Nous y étions.
Pour la deuxième fois
Ma mère et moi dans la même
maison de vacances.
La même forêt. Et la même pluie.
Chaque jour, ma mère écrivait en silence, et moi, je tuais des Martiens.
Plus exactement, je pressais un bouton pendant des heures, en pensant à mon père, à tout ce qu’il m’aurait montré dehors, avec son sourire émerveillé.
Encore une fois, ma mère grogna :
« Arrête avec ce jeu ! Tu vas de nouveau passer ta journée à ne rien faire ? ».
Oui, voilà.

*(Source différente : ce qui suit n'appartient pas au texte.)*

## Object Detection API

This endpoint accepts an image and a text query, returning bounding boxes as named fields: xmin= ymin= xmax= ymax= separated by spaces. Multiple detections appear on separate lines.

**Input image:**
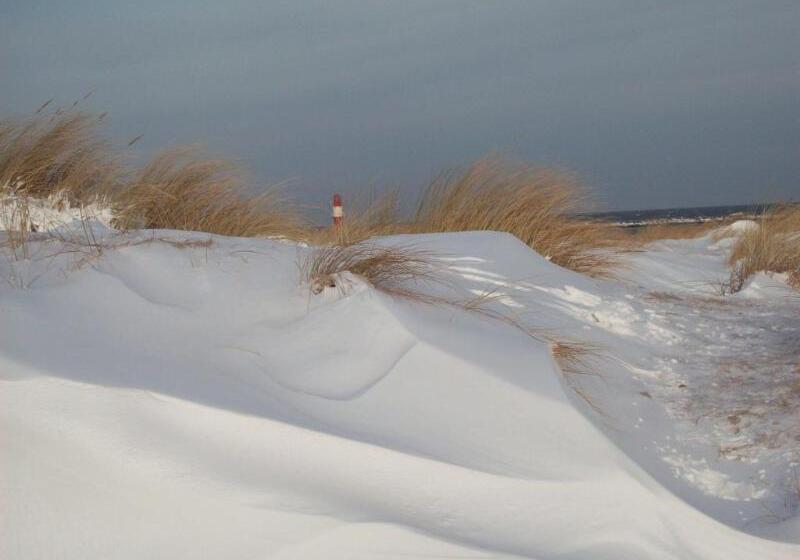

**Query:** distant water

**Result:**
xmin=585 ymin=204 xmax=764 ymax=226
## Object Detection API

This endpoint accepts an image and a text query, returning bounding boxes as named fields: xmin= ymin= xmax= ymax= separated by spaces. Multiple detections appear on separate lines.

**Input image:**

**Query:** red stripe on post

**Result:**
xmin=333 ymin=193 xmax=344 ymax=226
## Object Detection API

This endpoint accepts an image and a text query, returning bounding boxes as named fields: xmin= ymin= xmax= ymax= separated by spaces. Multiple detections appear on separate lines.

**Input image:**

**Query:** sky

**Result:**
xmin=0 ymin=0 xmax=800 ymax=210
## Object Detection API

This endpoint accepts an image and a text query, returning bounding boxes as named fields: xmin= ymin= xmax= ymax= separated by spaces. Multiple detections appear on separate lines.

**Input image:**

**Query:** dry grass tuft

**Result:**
xmin=730 ymin=205 xmax=800 ymax=292
xmin=414 ymin=156 xmax=617 ymax=276
xmin=109 ymin=148 xmax=302 ymax=238
xmin=0 ymin=112 xmax=122 ymax=203
xmin=301 ymin=243 xmax=436 ymax=300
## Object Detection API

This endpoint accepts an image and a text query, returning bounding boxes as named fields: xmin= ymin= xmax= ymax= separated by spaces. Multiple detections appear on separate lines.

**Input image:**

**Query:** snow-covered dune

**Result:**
xmin=0 ymin=225 xmax=800 ymax=560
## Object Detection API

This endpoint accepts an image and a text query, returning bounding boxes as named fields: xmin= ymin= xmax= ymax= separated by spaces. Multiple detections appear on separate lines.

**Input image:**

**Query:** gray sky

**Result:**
xmin=0 ymin=0 xmax=800 ymax=209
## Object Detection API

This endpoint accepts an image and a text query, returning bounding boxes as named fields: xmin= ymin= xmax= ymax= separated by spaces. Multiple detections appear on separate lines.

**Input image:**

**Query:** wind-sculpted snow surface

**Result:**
xmin=0 ymin=225 xmax=800 ymax=560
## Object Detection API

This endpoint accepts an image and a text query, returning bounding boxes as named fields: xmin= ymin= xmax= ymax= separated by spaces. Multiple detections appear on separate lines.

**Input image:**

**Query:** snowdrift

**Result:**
xmin=0 ymin=224 xmax=800 ymax=560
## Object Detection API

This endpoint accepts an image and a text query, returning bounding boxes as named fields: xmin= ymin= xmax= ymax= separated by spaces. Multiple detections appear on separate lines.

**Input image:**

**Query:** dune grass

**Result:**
xmin=0 ymin=112 xmax=123 ymax=204
xmin=730 ymin=205 xmax=800 ymax=292
xmin=413 ymin=156 xmax=617 ymax=276
xmin=301 ymin=242 xmax=436 ymax=300
xmin=114 ymin=147 xmax=303 ymax=238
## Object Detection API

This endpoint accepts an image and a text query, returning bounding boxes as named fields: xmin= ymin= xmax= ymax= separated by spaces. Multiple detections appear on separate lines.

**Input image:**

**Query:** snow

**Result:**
xmin=0 ymin=221 xmax=800 ymax=560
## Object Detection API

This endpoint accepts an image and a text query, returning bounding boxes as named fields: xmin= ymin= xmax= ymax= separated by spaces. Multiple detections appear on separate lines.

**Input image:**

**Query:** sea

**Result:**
xmin=583 ymin=204 xmax=765 ymax=227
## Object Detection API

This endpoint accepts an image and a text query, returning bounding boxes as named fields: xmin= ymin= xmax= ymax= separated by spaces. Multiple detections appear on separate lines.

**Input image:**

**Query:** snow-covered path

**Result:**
xmin=0 ymin=225 xmax=800 ymax=560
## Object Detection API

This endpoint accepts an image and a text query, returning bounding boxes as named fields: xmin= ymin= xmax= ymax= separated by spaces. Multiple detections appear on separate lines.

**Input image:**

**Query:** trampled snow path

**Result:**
xmin=0 ymin=221 xmax=800 ymax=560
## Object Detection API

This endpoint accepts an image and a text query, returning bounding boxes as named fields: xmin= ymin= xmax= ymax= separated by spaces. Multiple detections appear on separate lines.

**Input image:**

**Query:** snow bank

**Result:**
xmin=0 ymin=226 xmax=800 ymax=560
xmin=0 ymin=186 xmax=114 ymax=232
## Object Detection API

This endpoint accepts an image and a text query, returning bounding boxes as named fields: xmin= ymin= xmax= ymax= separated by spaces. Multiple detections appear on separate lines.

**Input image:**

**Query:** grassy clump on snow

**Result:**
xmin=0 ymin=113 xmax=122 ymax=204
xmin=730 ymin=205 xmax=800 ymax=291
xmin=0 ymin=110 xmax=302 ymax=241
xmin=413 ymin=156 xmax=616 ymax=276
xmin=0 ymin=111 xmax=618 ymax=276
xmin=114 ymin=148 xmax=301 ymax=238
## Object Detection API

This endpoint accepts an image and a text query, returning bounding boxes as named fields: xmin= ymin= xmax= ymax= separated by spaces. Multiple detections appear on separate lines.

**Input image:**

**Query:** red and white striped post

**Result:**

Je ne voulais rien faire.
Rien, sauf tuer mes Martiens.
Encore une fois,
elle m’arracha le jeu des mains.
En ouvrant la porte, je sentis que tout l’ennui du monde s’était donné rendez-vous dans ce jardin.
Sous la pluie.
Je serrai fort ma console.
Encore une fois, je le repris en cachette.
Après quoi, je sortis.
Pieds dans la boue, lunettées trempées…
Je mis le jeu dans ma poche pour qu’il ne se mouille pas.
La pluie ruisselait dans mon cou.
Je descendis la colline.
Au fond du chemin, j’aperçus un étang pavé de rochers, ronds comme les têtes de mes Martiens.
Je voulus les écraser en sautant dessus.
Et soudain…
… mon jeu tomba dans l’eau.
Non, non et non ! La pire tragédie du Monde !
Quel idiot !!!
Tout de suite, je tentai de repêcher la console en plongeant ma main dans l’eau glacée : cela me coupa le souffle.
Et maintenant, qu’allais-je faire sans mon jeu ?
Les gouttes cognaient comme des pierres sur mon dos.
J’étais un arbre perdu dans la tempête.
À ce moment-là, ils apparurent dans l’orage.
Quatre escargots géants sous la pluie.
« Est-ce qu’il y a quelque chose à voir, par ici ? » leur demandai-je, abattu.
« Oh, oui », me dirent-ils.
J’osai toucher leurs antennes : molles comme de la gélatine.
Du coup, j’empruntai un sentier.
Là, des dizaines de champignons me rappelèrent une odeur : celle de la cave de papy, où, petit, je cachais les choses précieuses.
J’avais oublié…
Ensuite la terre se mit à briller, illuminée de trésors. J’enfonçai les doigts dedans.
Et là, graines et granules, noyaux, grumeaux, racines et baies fourmillaient sous mes mains. Un monde souterrain plein de microchoses inconnues…
Je pouvais le toucher !
Puis quelque chose m’aveugla. C’étaient les rayons de soleil qui tombaient maintenant à pic, comme dans une passoire géante.
Je crus entendre des tambours au loin, mais c’était juste mon cœur !
Je me mis à courir très vite.
Tellement vite que je tombai.
Et là, une fois en bas, le monde était à l’envers.
On aurait dit que tout avait été refait à neuf.
Chaque chose me semblait inconnue.
Alors, je décidai de grimper sur un arbre et de regarder au loin, de renifler l’air en gonflant mes poumons, de boire la pluie comme un animal, d’observer des insectes bizarres, de parler à un oiseau, de sauter dans une flaque en éclaboussant partout, de ramasser des cailloux lisses et transparents, et d’y voir à travers le monde qui brillait.
Pourquoi n’avais-je jamais fait Ça auparavant ?
Trempé jusqu’aux os, j’entrai dans la maison, me déshabillai en vitesse et courus me regarder dans la glace.
Ohhhhh… j’y vis mon père, et son sourire émerveillé.
Ma mère écrivait toujours.
Pour la première fois, on écoutait le même silence.
« Bouh ! Tu es sale comme un petit cochon ! Viens te sécher ! »
Elle prit une serviette et m’emmena à la cuisine.
Alors, j’eus envie de la serrer fort, de lui raconter tout ce que j’avais vu, senti, goûté, appris dehors.
Mais on ne fit que se regarder.
Se regarder et respirer l’odeur de notre chocolat chaud. Rien que ça.
En ce magique, incroyable, jour de rien.